Well, not any more. If they wore make-up, they must have been more self-aware than we imagine. They cared about their appearance because (as the journalist noted in his article), ‘they were worth it’. All homo sapiens did was daub graffiti on his walls. Neanderthals, however, decorated themselves, they were proud of their appearance. So pre-history will have to be rewritten and, consequently, our evolutionary notions of our own origins must be modified. Look at today’s TV, our celebrities, our icons – for the most part they consist of appearances.

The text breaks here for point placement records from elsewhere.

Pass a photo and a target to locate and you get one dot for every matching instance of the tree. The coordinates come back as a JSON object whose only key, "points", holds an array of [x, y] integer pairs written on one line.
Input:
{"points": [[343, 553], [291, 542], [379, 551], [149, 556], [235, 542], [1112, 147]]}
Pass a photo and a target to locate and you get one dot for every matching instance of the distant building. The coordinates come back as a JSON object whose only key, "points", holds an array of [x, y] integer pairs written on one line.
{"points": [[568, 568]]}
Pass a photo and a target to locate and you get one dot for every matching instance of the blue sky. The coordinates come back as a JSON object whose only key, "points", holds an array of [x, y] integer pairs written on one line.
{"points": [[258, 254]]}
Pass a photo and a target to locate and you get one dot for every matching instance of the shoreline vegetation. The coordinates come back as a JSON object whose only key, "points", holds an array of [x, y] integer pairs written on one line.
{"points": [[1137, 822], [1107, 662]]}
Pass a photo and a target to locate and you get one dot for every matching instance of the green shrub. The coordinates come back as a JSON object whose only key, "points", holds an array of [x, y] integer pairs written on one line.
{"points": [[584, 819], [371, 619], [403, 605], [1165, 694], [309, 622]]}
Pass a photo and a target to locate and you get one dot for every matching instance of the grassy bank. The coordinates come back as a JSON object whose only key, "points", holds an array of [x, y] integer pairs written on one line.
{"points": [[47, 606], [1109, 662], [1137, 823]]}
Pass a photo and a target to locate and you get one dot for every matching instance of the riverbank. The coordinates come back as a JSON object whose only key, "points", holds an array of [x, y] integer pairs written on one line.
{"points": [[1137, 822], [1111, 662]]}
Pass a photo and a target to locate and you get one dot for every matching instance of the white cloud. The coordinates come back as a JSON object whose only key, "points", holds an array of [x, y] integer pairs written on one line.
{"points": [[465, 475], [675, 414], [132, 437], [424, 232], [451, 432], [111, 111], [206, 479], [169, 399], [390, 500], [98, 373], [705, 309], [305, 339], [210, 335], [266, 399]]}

I don’t mean at openings of galleries, first nights at the opera or red carpet premieres, I mean they are what they look like – beautiful, painted constructs, wrapped in luscious fabrics.
And so to the evidence on which my thesis depends. While it would be stretching a point to call today’s leader of the Western world beautiful, his barely comprehensible grunts, the artificial tones of his epidermis, his brow-concealing coiffure, his treatment of women, his aggressive preference for violent solutions, and his general overall brutishness betray a lineal descent which is clearly not from homo sapiens.
The more one follows this line of argument the more persuasive it becomes. It’s evident in most of the alpha male images of Putin and conveyed also by those old daguerreotypes of Bush and Blair at Camp David. Random, unthinking violence is still preferred to reasoned debate, and as long as things look right, they are right. For those of us who are puzzled by the apparent lack of progress in the promised perfectibility of humankind, we can stop worrying – we were looking in the wrong direction. Forget Brahms. Think Homo neanderthalensis.